Russia demands Black Sea corridor guarantees from Ukraine
Kiev should provide “real guarantees” that it would not use the Black Sea corridor created as part of an Istanbul grain deal in its military activities, Russian President Vladimir Putin told Turkish President Recep Tayyip Erdogan in a phone conversation on Tuesday. The two were discussing the circumstances that could convince Moscow to return to its own commitments under the agreement.
Russia indefinitely suspended its participation in the deal last week following a massive drone attack on its naval base in the Crimean port city of Sevastopol. Some of the naval drones launched by Kiev allegedly used the Black Sea grain corridor’s security zone to close in on their targets, according to the Russian military.
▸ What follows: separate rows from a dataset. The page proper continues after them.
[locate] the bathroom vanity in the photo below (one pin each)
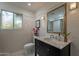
(51, 47)
(56, 24)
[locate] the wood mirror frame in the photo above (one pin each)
(65, 22)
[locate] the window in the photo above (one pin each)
(10, 20)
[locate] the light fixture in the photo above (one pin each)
(29, 4)
(73, 5)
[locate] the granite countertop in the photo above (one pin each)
(53, 42)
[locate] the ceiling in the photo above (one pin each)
(35, 5)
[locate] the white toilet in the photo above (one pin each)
(29, 49)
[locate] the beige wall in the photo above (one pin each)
(72, 26)
(14, 40)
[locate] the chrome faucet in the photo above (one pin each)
(51, 36)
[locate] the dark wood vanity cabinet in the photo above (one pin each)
(43, 49)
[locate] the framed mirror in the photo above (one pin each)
(56, 20)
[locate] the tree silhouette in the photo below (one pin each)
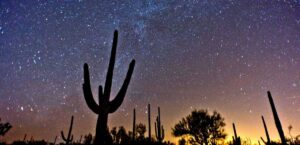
(201, 127)
(122, 136)
(88, 139)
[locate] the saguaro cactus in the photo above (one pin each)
(105, 106)
(24, 139)
(276, 119)
(69, 138)
(266, 131)
(4, 128)
(159, 129)
(54, 142)
(236, 138)
(149, 122)
(133, 126)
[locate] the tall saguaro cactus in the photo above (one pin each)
(149, 122)
(276, 119)
(236, 138)
(69, 138)
(105, 106)
(159, 129)
(133, 126)
(266, 131)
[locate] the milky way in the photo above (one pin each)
(215, 55)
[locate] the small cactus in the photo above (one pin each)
(4, 128)
(105, 106)
(266, 131)
(149, 122)
(159, 129)
(276, 119)
(69, 138)
(133, 126)
(236, 138)
(24, 139)
(55, 140)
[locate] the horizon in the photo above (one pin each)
(215, 55)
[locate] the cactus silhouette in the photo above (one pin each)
(149, 122)
(69, 138)
(55, 140)
(24, 139)
(276, 119)
(266, 131)
(105, 106)
(236, 138)
(159, 129)
(133, 126)
(79, 141)
(4, 128)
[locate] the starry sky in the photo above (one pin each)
(198, 54)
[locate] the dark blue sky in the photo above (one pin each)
(216, 55)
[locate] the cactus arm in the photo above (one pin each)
(117, 101)
(276, 119)
(263, 140)
(109, 75)
(87, 91)
(71, 127)
(63, 136)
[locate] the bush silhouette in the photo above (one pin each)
(201, 127)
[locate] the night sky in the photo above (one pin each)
(200, 54)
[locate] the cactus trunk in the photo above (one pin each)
(276, 119)
(149, 122)
(55, 140)
(236, 138)
(266, 131)
(105, 106)
(69, 138)
(159, 129)
(133, 126)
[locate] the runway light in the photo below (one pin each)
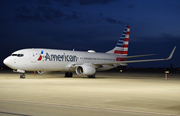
(166, 72)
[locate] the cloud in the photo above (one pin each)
(3, 19)
(39, 14)
(89, 2)
(131, 6)
(110, 20)
(66, 3)
(44, 2)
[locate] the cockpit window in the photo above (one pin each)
(18, 55)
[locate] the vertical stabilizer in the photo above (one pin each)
(122, 45)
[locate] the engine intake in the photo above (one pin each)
(85, 70)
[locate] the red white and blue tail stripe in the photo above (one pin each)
(122, 44)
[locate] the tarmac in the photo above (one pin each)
(109, 94)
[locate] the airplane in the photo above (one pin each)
(83, 63)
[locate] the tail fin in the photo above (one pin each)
(122, 45)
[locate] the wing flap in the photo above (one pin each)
(125, 62)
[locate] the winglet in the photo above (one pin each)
(170, 56)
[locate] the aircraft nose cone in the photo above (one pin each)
(6, 61)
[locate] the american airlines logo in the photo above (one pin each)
(66, 58)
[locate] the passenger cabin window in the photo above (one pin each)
(18, 55)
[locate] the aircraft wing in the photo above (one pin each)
(138, 56)
(125, 62)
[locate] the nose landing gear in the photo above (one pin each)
(22, 76)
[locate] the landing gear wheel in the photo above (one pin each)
(92, 76)
(68, 74)
(22, 76)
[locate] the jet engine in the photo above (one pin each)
(85, 70)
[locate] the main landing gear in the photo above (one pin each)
(68, 74)
(22, 76)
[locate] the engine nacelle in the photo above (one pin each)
(85, 70)
(45, 72)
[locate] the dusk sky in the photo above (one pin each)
(92, 24)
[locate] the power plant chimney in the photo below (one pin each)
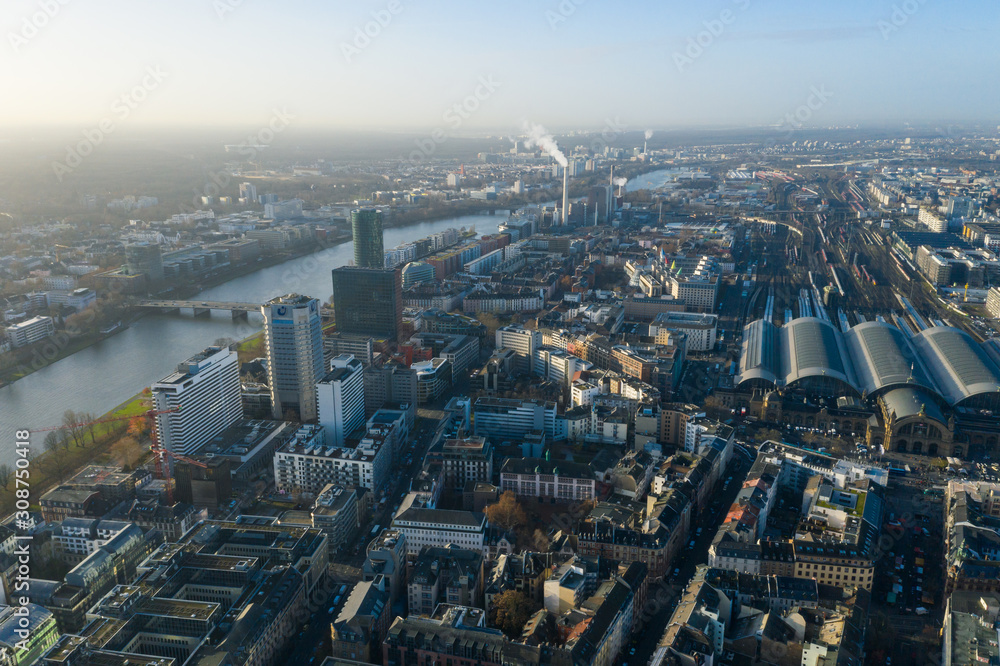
(565, 218)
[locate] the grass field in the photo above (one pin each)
(46, 472)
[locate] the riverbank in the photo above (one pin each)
(42, 359)
(48, 469)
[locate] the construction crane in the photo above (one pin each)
(159, 453)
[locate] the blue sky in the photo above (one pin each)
(568, 64)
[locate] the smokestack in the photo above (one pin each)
(565, 220)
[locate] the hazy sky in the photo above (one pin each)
(574, 63)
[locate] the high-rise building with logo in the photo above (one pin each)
(366, 226)
(294, 335)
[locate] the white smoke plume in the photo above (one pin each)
(539, 136)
“It is necessary to conduct a detailed investigation of … this incident, as well as to get real guarantees from Kiev that it would rigorously abide by the Istanbul agreements, including the non-use of the humanitarian corridor for military purposes,” the Russian president said, according to the Kremlin’s press release.
Russia would only consider re-opening this corridor if that happened, Putin added. He also pointed out that the part of the deal that involved lifting restrictions on Russia’s own agricultural and fertilizer exports had never been implemented.
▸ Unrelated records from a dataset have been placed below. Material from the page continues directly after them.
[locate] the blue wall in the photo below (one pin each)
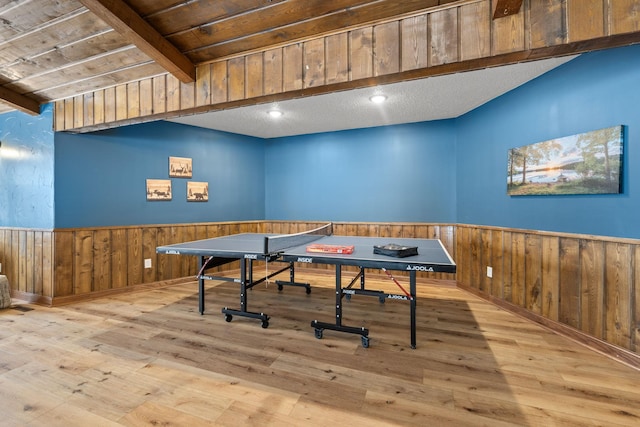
(100, 178)
(445, 171)
(394, 173)
(594, 91)
(26, 169)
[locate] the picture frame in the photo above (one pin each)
(180, 167)
(197, 191)
(158, 189)
(585, 163)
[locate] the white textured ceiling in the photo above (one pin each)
(433, 98)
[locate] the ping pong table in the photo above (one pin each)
(293, 248)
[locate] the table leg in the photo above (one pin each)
(200, 287)
(412, 291)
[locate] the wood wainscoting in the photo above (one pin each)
(584, 284)
(66, 265)
(26, 256)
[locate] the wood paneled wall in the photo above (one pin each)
(93, 260)
(588, 283)
(27, 261)
(444, 40)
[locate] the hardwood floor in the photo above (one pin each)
(149, 358)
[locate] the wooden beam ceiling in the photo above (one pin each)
(21, 102)
(127, 22)
(503, 8)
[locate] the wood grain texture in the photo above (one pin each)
(461, 35)
(443, 37)
(475, 31)
(585, 19)
(584, 282)
(386, 48)
(414, 42)
(548, 24)
(148, 358)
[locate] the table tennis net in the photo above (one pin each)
(274, 244)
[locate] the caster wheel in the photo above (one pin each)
(365, 342)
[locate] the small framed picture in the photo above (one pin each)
(180, 167)
(158, 189)
(197, 191)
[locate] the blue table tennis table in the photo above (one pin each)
(293, 248)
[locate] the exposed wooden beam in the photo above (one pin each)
(20, 102)
(503, 8)
(127, 22)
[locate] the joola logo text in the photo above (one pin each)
(419, 268)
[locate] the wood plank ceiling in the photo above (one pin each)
(52, 50)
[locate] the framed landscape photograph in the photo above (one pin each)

The corridor was touted as a way to secure food supplies to the neediest nations as a matter of priority. But this goal has not been reached in the three months since the agreement was established, Putin noted. Moscow is now ready to supply African nations with “large volumes” of grain and fertilizers out of its own stocks for free, the president confirmed.
The Russian military closed the Black Sea grain corridor on Monday, arguing that its security could not be guaranteed while Kiev used it for military purposes. Moscow had previously blamed Ukraine and UK Navy specialists for the attack on Sevastopol. London has dismissed the accusation.
The Russian Defense Ministry said that the corridor would stay closed at least until all the circumstances of the attack were established. Russia has also repeatedly said that it has not left the deal entirely but only suspended its own commitments under the agreement.
In the wake of Moscow’s decision, the UN insisted that “food must flow” regardless of the circumstances. Civilian vessels “can never be a military target or held hostage,” the UN coordinator for the Black Sea grain initiative, Amir Abdulla, said.